Outrage spread Tuesday (June 5th) after a deadly suicide bombing struck the Saudi Arabian city of Medina, one of three attacks in the kingdom within 24 hours, AFP reported.
Religious and political leaders across the Middle East and the Muslim world denounced the attacks, one of which occurred near the Prophet's Mosque that left four dead and came amid preparations for Eid al-Fitr.
There were no claims of responsibility for Monday's bombings in Medina, Jeddah and the eastern city of Qatif, but the "Islamic State of Iraq and the Levant" (ISIL) had previously urged its supporters to carry out attacks during Ramadan.

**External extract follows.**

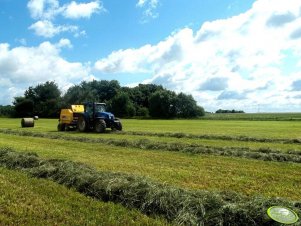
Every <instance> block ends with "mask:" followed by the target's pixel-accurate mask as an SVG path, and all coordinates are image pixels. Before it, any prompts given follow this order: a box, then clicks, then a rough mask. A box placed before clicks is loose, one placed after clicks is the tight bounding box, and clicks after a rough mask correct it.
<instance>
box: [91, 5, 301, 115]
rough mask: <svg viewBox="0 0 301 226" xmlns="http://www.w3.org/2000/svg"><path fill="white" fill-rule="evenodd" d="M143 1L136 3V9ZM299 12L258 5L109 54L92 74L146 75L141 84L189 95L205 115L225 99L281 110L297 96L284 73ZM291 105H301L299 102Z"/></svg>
mask: <svg viewBox="0 0 301 226" xmlns="http://www.w3.org/2000/svg"><path fill="white" fill-rule="evenodd" d="M148 2H149V1H147V0H140V1H139V2H138V3H137V7H138V6H139V7H143V6H146V5H147V3H148ZM300 9H301V2H300V1H299V0H291V1H282V0H257V1H255V2H254V4H253V6H252V8H251V9H250V10H248V11H246V12H245V13H242V14H240V15H238V16H234V17H231V18H228V19H221V20H215V21H208V22H205V23H204V24H202V26H201V27H200V29H199V30H197V31H193V30H192V29H190V28H184V29H182V30H178V31H176V32H174V33H172V34H171V35H170V36H169V37H167V38H166V39H165V40H163V41H161V42H159V43H157V44H154V45H144V46H142V47H140V48H137V49H125V50H118V51H114V52H113V53H111V54H110V55H109V56H108V57H105V58H102V59H99V60H98V61H97V62H96V64H95V69H96V70H98V71H100V72H104V73H112V72H113V73H116V72H118V73H128V72H130V73H137V74H139V73H141V72H144V73H149V74H150V75H152V78H151V79H148V80H146V81H144V82H145V83H150V82H156V83H160V84H162V85H165V86H168V87H170V88H172V89H173V90H175V91H184V92H189V93H191V94H193V95H194V97H195V98H196V99H197V100H198V101H199V103H200V104H202V105H203V106H204V107H205V108H207V109H208V108H209V110H210V109H212V110H214V109H218V108H220V107H222V106H221V105H224V102H223V101H222V100H226V99H229V100H231V101H236V102H235V103H236V104H238V105H239V106H251V105H252V106H257V105H258V104H261V105H262V106H265V107H267V108H268V106H269V104H270V105H273V106H274V107H275V106H276V105H277V106H278V107H279V108H281V106H283V108H285V107H287V97H288V96H290V97H291V99H293V98H294V96H297V95H300V94H299V93H294V95H291V94H290V92H292V91H294V92H299V91H300V90H299V88H298V87H299V83H297V82H296V83H294V84H293V85H292V83H291V81H296V80H298V79H297V78H298V76H299V75H298V74H292V73H288V70H287V67H288V66H289V65H288V64H287V62H288V61H289V60H288V59H290V57H292V58H296V59H298V58H300V52H301V43H300V37H301V31H300V26H301V10H300ZM300 62H301V61H300ZM300 62H299V64H298V65H301V63H300ZM296 70H298V68H296ZM296 70H294V71H296ZM292 89H293V90H292ZM208 92H209V93H210V94H208ZM231 101H230V103H231V104H233V102H231ZM290 103H291V104H292V108H294V106H299V108H300V106H301V102H300V99H298V100H297V99H296V100H295V101H291V102H290ZM296 104H297V105H296ZM239 106H238V107H239ZM256 109H257V108H256ZM300 110H301V108H300Z"/></svg>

The bombing in Medina came during sunset prayers at the mosque where Prophet Mohammed is buried, which attracts millions of pilgrims each year.

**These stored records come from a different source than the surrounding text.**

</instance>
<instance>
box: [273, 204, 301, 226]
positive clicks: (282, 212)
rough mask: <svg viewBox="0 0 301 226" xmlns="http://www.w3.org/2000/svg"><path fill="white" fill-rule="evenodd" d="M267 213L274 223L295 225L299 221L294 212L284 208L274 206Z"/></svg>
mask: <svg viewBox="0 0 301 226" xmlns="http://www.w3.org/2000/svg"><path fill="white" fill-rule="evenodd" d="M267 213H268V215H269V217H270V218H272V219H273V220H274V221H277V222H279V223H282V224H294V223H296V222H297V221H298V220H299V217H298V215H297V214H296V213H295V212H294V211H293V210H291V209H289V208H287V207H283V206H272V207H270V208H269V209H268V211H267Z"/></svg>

The Saudi interior ministry said officers became suspicious of a man heading for the mosque through a parking lot.
"As they tried to stop him, he blew himself up with an explosive belt causing his death and the death of four police," the ministry said in a statement, adding that five others were wounded.

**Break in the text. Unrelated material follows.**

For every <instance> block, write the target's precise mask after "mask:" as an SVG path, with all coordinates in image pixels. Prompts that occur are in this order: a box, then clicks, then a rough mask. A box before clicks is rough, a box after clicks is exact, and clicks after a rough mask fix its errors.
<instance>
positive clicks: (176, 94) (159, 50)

At the same time as the Medina attack, another suicide bombing occurred near a mosque in Qatif.
The Saudi interior ministry said "the body parts of three people were found" at the site but had not yet been identified.
Earlier Monday, two police officers were wounded in a suicide bombing in Jeddah.
The targeting of Medina caused widespread outrage across the Muslim world.
The United Nations said it was an attack on all Muslims.
"The significance of this attack cannot simply be measured in terms of the four policemen who were reported to have been killed, and the physical damage. It is an attack on the religion itself," said UN rights office spokesman Rupert Colville.
Saudi Shura Council head Abdullah al-Sheikh said the crime "could not have been perpetrated by someone who had an atom of belief in his heart", while the kingdom's supreme council of clerics said the blasts "prove that those renegades... have violated everything that is sacred".
Egypt's Al-Azhar condemned the attacks and stressed "the sanctity of the houses of God, especially the Prophet's Mosque".
The Gulf Co-operation Council (GCC) condemned the attack, as did the governments of Jordan and Lebanon, while Iraq said the attacks amounted to "heinous crimes".